This makes PlanetLab an interesting experimental system for new services at scale and as a wide-area hosting service. The main lesson from our experience with PlanetLab and the services it hosts is that it is only through building, deploying, and using experimental systems that we are able to fully understand the important issues that influence their design. Such deployment studies lead to systems that evolve incrementally based on experience gained from supporting an active and sizeable user community. These studies complement experimental evaluations under controlled conditions using synthetic workloads. Synthetic workloads permit the thorough evaluation of trade-offs within a systems domain defined by a set of assumptions. Support for an active user population is necessary if we want to expose implicit assumptions or discover the relevant set of assumptions in the first place.

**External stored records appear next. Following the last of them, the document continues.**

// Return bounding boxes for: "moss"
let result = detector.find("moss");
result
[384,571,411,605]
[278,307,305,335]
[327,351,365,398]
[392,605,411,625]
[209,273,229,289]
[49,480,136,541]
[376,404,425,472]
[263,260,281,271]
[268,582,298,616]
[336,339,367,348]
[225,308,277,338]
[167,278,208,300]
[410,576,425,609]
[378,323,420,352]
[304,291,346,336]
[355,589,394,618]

While a discussion of the breadth of services running on PlanetLab would be valuable,1 our goal here is more modest: explore the value of experimental systems with real users in the context of PlanetLab itself and the suite of services developed as part of the Content Distribution Network, or CoDeeN, project built on top of it by the Network Systems Group at Princeton University (codeen.cs.princeton.edu). We've organized our discussion around three main themes:
One of the most important lessons of PlanetLab is that making a system real and letting users interact with it reveals the next set of research opportunities that were not obvious at the outset. Supporting a continuously running system involves more work than running a prototype just long enough to produce a performance number, but the cost is worth it from a research perspective. Our history over the past five years building and measuring a content distribution network illustrates this point. We began by trying to design redirection strategies that would scale under load yet produce response times comparable to the best-known designs. Using the best methodology of the day, we simulated our algorithms and quantified the potential improvement in aggregate throughput as 60%91% over the published state of the art [9].
It was at this point in 2002 that PlanetLab became operational, deploying it in a realistic setting in hopes of better understanding the efficacy of the algorithms. However, within days of deploying the first version, we learned an important lesson: unanticipated traffic (such as spam) compromises the security of the system, making it unusable. So we augmented CoDeeN with new mechanisms that took this lesson and others into account [10]; our own subsequent experience led to improvements in the system [4].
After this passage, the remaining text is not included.